Generic drug options did not reduce prices paid for the cancer therapy imatinib (Gleevec), according to a Health Affairs study released this week.
After nearly two years of generic competition the price for a month of treatment dropped by only 10 percent, according to authors from Vanderbilt University School of Medicine and University of North Carolina at Chapel Hill.
“Most estimates of price reductions due to generic entry assume prices will drop by as much as 80 percent,” said senior author Stacie Dusetzina, PhD, associate professor of Health Policy at Vanderbilt. “Obviously we aren’t even close to that mark.”

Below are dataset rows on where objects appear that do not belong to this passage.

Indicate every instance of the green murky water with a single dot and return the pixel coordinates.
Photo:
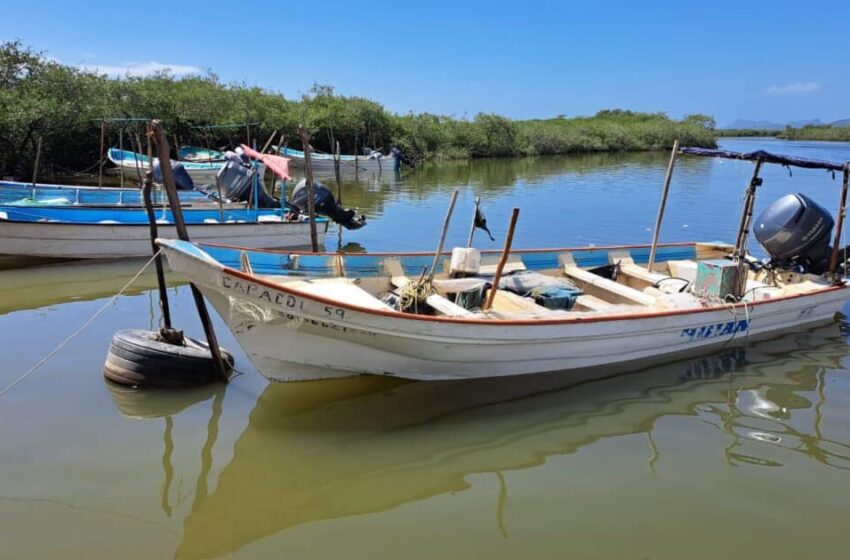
(738, 454)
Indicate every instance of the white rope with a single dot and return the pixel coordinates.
(84, 326)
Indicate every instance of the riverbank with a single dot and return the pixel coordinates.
(64, 105)
(808, 132)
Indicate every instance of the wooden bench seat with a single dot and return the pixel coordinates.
(603, 288)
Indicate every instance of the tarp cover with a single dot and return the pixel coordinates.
(278, 164)
(766, 157)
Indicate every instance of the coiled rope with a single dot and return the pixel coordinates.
(83, 327)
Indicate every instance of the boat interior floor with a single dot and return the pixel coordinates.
(624, 287)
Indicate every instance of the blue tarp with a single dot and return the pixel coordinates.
(766, 157)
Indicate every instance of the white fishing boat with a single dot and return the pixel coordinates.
(310, 316)
(323, 164)
(135, 165)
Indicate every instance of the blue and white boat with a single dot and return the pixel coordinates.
(91, 233)
(135, 165)
(195, 154)
(19, 193)
(323, 164)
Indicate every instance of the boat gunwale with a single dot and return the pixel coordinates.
(500, 322)
(448, 253)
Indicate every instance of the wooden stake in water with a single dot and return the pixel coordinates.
(174, 201)
(102, 153)
(474, 218)
(509, 239)
(338, 178)
(35, 167)
(667, 178)
(121, 149)
(443, 236)
(308, 168)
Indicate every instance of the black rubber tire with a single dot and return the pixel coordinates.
(138, 358)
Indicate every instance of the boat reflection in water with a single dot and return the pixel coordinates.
(332, 449)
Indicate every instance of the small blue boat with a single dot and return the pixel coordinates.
(18, 193)
(199, 155)
(79, 232)
(135, 165)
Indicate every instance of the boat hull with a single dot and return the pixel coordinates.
(12, 192)
(102, 241)
(293, 337)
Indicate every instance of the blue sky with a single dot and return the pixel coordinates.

Not only are prices remaining high during that period, doctors were initially slow to prescribe the generic treatment, she said.
Gleevec, the poster child for effective cancer therapies, became available in 2001 and changed chronic myeloid leukemia from a condition with a short life expectancy into a manageable chronic disease.

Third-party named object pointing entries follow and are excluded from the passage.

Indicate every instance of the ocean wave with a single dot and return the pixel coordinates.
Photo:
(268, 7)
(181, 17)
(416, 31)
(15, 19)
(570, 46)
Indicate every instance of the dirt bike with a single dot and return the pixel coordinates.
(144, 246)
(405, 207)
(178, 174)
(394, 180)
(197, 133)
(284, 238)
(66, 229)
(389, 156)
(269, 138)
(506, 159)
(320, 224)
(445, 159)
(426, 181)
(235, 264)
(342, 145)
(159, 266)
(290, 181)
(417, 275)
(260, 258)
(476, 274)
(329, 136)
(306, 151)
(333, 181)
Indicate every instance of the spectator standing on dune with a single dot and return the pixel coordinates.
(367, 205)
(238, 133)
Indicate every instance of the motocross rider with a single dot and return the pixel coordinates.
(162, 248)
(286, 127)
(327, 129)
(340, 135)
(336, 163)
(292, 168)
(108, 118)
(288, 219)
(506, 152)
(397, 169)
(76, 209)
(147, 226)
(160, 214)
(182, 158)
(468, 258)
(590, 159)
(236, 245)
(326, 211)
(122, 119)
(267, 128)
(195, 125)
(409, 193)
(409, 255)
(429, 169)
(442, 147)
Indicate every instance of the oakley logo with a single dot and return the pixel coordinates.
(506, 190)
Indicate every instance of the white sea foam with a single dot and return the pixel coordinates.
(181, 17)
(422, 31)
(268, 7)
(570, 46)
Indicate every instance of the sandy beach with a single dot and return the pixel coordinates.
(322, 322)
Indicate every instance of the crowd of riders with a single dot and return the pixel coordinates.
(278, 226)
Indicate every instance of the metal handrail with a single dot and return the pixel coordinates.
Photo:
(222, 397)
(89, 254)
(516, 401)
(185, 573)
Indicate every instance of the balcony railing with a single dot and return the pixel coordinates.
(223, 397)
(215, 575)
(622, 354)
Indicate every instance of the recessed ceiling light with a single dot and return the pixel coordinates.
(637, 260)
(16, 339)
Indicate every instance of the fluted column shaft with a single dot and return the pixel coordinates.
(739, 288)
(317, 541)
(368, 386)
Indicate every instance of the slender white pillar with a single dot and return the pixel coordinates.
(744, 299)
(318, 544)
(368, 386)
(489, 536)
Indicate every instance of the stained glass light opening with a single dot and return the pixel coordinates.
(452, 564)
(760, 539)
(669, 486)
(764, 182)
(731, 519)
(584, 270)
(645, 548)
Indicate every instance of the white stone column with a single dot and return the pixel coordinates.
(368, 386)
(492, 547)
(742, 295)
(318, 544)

Because patients typically take Gleevec every day for the rest of their lives, costs of treatment can be a significant burden.
It was priced at nearly $4,000 per bottle when it came on the market in 2001 and that price escalated to nearly $10,000 per bottle by 2015, before a generic competitor entered the market.
But prices remained high even two years after a generic option was available.
“Patients and providers have all looked forward to generic entry, expecting major price reductions,” Dusetzina said. “Unfortunately, we don’t see prices drop as quickly and as low as we would hope when generics are available.”
Dusetzina and first author Ashley Cole, doctoral candidate at the University of North Carolina at Chapel Hill, focused specifically on generic price competition for the specialty drug Gleevec in their Health Affairs study, “Generic Price Competition For Specialty Drugs: Too Little, Too Late?”
The authors said the Gleevec case demonstrates several potential barriers to effective generic price competition, including shifts in prescribing toward more expensive brand-name treatments and smaller-than-expected price reductions.
Twenty-four percent of imatinib (Gleevec) prescriptions claims were for “dispense as written,” according to the authors.
This suggests that patients or providers specifically wanted to stay on the branded drug instead of switching to the generic.
“The more than doubling of the drug price over time and the lack of price reductions observed with nearly two years of generic drug competition is concerning,” said Dusetzina, also Ingram Associate Professor of Cancer Research.
“It begs the question whether we can rely on generic entry as a primary approach to address drug pricing for high-priced specialty medications,” she said. “We need robust competition to move prices in this space.”